Comment by frisbee6152

4 hours ago

The most important thing I would point to is Mythos et al and the wave of vulnerabilities that have been discovered in the past couple months. It’s a completely unprecedented event, brought forth almost entirely by improvements in the models themselves. That said. keep in mind, I’m talking about over the past two years. With Claude code and the capabilities gained since December of last year, there have been incredible gains in the capabilities that are now available. Demand for inference is higher now than it was a year ago, because capability has improved. A specific criticism that I would hold is that claiming that progress with LLMs is slowing, prior to that point, is embarrassingly wrong in my view. One could argue that the model capability improvements are slowing, and all the improvements were in harnesses. I think that’s a stronger argument, but I have a few problems with it. 1. Utility is utility. Whether that comes from the model or the harness is irrelevant when making claims about utility. I don’t think that’s a useful distinction most of the time, but especially when talking about the technology as a whole. 2. Marginal intelligence gain is different than marginal utility gain. It’s estimated that intelligence grows logarithmically relative to investment. However, the utility of a marginally more intelligent model may grow exponentially, because once behavior crosses a reliability threshold, it unlocks new capabilities. 3. Even on those terms, it’s not clear to me that frontier capabilities are slowing down. With Mythos and its contemporaries, we have been seeing a vast change in the security industry as vulnerabilities are discovered at an unprecedented rate. OpenBSD vulnerabilities, more Firefox vulnerabilities found in a single month than the past two years, critical Linux vulnerabilities. It’s hard for me to look at the effects there, a radical new capabilities baked into the model itself, and see stagnation. A part of the reason it might feel like it’s slowing down is because we plebs don’t have access to the top models.

6 comments

frisbee6152

lompad 3 hours ago

The maintainer of curl - who has access to mythos - disagrees [0].

I think it's dangerous to rely on claims made by people who financially profit from you believing them without checking.

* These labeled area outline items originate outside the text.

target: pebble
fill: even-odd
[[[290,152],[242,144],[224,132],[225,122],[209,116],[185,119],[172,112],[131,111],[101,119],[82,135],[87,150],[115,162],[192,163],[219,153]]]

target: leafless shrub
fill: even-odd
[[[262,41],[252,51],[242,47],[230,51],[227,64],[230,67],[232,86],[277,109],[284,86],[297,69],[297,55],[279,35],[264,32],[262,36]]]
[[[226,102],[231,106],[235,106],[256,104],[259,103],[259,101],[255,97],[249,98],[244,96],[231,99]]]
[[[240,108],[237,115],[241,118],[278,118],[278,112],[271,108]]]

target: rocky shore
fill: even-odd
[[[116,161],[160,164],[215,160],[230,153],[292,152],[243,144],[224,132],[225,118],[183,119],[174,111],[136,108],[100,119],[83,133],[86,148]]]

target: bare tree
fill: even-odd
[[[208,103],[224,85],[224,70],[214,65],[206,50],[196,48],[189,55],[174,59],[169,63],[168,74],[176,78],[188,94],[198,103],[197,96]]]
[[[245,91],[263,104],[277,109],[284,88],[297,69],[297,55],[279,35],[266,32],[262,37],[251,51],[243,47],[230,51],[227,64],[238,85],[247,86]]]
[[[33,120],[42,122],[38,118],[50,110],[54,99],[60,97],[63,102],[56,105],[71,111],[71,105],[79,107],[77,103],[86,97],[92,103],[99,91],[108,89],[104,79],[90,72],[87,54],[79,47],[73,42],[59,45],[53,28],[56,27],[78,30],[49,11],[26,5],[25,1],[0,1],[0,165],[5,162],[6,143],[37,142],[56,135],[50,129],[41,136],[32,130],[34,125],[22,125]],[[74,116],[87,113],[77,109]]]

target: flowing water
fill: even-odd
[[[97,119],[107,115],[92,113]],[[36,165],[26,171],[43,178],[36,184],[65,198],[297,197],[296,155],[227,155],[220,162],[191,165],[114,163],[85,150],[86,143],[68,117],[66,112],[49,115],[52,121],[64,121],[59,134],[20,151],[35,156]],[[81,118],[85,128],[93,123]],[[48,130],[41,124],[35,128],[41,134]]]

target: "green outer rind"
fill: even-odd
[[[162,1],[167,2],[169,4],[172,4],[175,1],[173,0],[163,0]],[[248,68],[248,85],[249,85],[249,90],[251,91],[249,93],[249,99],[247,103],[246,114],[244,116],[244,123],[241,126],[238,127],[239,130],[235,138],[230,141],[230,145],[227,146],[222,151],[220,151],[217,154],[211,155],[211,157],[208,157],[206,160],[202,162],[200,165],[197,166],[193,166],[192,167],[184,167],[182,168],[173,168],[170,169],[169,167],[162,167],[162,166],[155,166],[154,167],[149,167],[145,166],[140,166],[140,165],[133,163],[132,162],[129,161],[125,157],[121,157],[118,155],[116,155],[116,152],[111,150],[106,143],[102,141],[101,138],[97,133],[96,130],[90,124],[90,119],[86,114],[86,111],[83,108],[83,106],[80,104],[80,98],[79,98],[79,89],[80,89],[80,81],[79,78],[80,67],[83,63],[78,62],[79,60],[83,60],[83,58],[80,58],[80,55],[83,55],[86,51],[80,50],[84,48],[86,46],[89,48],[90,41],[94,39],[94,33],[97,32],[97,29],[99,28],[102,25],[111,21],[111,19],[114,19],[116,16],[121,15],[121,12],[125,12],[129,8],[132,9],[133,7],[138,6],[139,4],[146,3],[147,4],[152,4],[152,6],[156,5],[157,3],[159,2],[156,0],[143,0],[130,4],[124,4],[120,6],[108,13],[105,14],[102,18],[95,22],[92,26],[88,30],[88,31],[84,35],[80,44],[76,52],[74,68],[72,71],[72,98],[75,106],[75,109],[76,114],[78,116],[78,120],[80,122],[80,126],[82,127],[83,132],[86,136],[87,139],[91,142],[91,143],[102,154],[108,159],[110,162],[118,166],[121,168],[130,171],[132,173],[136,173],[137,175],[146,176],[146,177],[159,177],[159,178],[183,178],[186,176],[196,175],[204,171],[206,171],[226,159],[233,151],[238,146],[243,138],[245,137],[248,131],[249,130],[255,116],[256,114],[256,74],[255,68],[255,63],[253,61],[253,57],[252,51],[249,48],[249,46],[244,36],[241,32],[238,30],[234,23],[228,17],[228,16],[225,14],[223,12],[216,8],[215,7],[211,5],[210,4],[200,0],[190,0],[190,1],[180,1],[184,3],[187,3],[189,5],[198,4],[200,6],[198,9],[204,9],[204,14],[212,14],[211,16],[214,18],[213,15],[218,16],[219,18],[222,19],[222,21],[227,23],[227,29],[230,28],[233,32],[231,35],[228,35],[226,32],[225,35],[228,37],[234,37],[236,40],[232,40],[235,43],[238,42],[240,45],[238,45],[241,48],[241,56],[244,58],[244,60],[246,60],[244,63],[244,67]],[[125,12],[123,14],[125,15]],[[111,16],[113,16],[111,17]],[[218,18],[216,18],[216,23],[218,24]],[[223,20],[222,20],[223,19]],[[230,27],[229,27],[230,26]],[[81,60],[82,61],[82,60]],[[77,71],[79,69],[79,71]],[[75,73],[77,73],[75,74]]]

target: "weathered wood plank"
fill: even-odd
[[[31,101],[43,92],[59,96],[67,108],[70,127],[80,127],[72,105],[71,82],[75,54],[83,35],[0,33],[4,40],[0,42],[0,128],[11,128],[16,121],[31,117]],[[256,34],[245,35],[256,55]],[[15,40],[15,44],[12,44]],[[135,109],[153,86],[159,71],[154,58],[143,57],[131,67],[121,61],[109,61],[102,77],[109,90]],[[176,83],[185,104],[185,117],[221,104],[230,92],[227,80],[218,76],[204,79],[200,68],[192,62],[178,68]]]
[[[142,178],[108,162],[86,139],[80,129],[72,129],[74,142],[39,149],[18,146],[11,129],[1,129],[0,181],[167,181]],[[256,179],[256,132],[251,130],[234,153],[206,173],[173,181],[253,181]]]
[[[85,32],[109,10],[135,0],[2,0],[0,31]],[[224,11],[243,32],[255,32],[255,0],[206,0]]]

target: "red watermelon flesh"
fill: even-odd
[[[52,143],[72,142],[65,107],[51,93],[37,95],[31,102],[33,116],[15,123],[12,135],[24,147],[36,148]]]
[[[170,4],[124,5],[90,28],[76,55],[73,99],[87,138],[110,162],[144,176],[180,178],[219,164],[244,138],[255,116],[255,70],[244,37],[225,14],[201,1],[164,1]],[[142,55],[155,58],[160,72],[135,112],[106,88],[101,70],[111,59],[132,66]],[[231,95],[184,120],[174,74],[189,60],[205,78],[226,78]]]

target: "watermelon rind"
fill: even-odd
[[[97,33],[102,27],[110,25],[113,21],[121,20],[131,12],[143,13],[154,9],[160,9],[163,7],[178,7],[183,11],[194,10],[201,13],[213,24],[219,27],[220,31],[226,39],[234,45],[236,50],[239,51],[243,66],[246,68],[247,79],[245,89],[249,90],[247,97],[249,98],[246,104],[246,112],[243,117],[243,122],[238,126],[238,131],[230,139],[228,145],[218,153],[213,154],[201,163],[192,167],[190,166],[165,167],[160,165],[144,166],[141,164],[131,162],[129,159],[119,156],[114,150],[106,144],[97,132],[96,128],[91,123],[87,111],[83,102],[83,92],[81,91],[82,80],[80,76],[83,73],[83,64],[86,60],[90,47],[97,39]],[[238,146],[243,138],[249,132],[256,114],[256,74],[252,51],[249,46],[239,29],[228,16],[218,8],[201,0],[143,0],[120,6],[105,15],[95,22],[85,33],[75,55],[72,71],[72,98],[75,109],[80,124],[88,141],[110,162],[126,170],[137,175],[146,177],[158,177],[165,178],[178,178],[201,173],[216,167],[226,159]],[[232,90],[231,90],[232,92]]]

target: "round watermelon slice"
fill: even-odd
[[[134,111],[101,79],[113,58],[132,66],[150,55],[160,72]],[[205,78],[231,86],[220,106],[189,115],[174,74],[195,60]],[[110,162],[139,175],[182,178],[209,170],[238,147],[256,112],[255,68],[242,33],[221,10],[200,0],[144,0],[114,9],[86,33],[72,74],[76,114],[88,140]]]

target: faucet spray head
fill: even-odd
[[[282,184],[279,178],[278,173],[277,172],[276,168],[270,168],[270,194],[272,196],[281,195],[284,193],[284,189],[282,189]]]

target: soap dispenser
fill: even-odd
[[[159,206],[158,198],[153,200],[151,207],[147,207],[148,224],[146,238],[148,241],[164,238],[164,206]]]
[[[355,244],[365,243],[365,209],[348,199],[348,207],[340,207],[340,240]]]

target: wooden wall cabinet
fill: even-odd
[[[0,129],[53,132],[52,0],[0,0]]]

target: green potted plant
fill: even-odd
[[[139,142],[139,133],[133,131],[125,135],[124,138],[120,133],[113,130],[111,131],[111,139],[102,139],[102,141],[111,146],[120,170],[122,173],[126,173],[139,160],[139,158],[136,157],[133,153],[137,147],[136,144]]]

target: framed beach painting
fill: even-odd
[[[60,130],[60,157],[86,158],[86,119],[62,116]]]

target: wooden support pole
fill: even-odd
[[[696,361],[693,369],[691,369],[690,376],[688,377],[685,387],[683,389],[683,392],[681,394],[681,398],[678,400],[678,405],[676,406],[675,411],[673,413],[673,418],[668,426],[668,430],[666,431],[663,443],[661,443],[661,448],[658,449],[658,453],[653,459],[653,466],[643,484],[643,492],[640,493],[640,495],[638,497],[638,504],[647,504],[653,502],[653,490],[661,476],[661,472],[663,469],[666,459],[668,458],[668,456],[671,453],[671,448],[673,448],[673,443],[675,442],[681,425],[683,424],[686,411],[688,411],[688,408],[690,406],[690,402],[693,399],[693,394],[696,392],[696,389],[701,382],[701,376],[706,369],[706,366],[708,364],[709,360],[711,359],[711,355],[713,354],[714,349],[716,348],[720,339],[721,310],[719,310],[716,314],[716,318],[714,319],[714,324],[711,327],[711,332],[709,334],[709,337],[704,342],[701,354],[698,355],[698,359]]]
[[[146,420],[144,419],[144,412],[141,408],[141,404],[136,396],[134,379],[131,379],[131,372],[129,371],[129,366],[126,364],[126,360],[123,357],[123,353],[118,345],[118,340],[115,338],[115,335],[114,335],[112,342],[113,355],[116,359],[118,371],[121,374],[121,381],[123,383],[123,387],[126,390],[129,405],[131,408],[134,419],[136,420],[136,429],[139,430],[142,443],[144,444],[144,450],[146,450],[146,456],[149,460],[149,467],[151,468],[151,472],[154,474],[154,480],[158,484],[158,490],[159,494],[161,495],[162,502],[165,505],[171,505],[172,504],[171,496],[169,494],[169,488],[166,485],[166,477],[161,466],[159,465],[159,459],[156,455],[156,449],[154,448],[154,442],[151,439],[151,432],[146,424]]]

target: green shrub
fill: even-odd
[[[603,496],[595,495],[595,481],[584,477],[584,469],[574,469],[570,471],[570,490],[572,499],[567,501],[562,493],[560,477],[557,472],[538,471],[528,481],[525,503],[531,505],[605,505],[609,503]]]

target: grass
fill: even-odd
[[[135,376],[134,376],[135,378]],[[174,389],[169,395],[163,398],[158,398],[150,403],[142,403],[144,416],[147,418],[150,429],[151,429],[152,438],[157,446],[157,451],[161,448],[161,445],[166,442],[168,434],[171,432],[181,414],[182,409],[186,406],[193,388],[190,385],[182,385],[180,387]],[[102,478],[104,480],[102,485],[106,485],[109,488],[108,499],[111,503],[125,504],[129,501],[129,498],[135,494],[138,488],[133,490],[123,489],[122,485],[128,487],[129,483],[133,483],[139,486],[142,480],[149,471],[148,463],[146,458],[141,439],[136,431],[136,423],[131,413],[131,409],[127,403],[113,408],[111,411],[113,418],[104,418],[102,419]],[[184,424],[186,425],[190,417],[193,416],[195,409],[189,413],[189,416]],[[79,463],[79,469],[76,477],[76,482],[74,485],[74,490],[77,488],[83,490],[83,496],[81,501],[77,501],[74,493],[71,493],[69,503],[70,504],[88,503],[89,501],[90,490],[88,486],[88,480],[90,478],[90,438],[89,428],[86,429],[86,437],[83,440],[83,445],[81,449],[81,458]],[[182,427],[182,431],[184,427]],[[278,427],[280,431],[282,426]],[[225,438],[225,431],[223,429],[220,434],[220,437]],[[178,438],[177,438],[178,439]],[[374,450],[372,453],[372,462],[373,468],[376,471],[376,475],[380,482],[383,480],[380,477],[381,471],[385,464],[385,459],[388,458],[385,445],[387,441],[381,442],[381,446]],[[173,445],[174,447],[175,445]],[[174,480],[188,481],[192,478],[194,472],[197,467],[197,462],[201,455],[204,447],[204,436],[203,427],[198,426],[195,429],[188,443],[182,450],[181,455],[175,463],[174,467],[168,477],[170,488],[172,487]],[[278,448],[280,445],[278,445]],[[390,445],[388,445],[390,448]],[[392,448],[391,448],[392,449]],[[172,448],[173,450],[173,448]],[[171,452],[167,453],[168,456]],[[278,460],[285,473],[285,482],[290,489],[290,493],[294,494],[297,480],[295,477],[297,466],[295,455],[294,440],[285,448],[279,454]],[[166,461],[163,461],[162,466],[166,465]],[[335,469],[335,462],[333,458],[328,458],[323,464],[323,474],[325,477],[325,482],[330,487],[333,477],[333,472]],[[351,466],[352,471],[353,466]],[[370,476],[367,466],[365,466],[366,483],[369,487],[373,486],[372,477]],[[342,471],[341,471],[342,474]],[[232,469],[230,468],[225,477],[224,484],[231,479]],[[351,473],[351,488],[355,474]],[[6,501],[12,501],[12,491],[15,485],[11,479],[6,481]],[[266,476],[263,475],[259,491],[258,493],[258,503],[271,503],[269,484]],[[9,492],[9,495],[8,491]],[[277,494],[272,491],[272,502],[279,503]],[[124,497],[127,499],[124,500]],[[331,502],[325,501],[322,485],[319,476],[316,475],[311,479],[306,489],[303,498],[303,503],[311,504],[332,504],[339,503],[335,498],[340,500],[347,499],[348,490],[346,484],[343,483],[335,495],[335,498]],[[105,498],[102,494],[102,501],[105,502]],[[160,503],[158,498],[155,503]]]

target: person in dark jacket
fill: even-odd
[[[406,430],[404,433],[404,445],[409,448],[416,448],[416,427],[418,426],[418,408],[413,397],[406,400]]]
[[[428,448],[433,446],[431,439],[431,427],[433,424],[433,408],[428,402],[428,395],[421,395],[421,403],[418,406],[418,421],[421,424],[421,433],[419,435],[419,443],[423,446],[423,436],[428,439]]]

[0]: https://daniel.haxx.se/blog/2026/05/11/mythos-finds-a-curl-v...

jsnell 3 hours ago
That blog post is very clear about the maintainer having no access to Mythos.
- IsTom 2 hours ago
  
  Does that matter that somebody else ran it for him?
frisbee6152 2 hours ago

The article says in the second section that the author did not have access to Mythos. I think it’s dangerous to rely on claims made by others without even bothering to read them first, let alone check.
It found hundreds of vulnerabilities in Firefox, according to Mozilla: how does Mozilla benefit? It found a 27 year old vulnerability in OpenBSD. How do they benefit from that? Is that made up? Are the maintainers of those codebases lying for the benefit of Anthropic’s IPO? Is copy fail a fabrication by big AI? The 12 OpenSSL vulnerabilities found in January?
https://venturebeat.com/security/mythos-detection-ceiling-se... https://www.wired.com/story/mozilla-used-anthropics-mythos-t... https://cyberscoop.com/copy-fail-linux-vulnerability-artific... https://www.schneier.com/blog/archives/2026/02/ai-found-twel...
Im not sure whose claims you think I’m relying on. I trust Firefox that they’re not overstating the number of CVES they’ve found. Same for OpenSSL. The OpenBSD folks definitely don’t seem like the types. I’ve not known Linux to fabricate CVEs either. I think my sources are fine.

slopinthebag 4 hours ago

Do you have access to Mythos?

frisbee6152 2 hours ago

Nope. Just watching the volume and severity of CVEs coming through since it’s been running. It’s been a busy few months.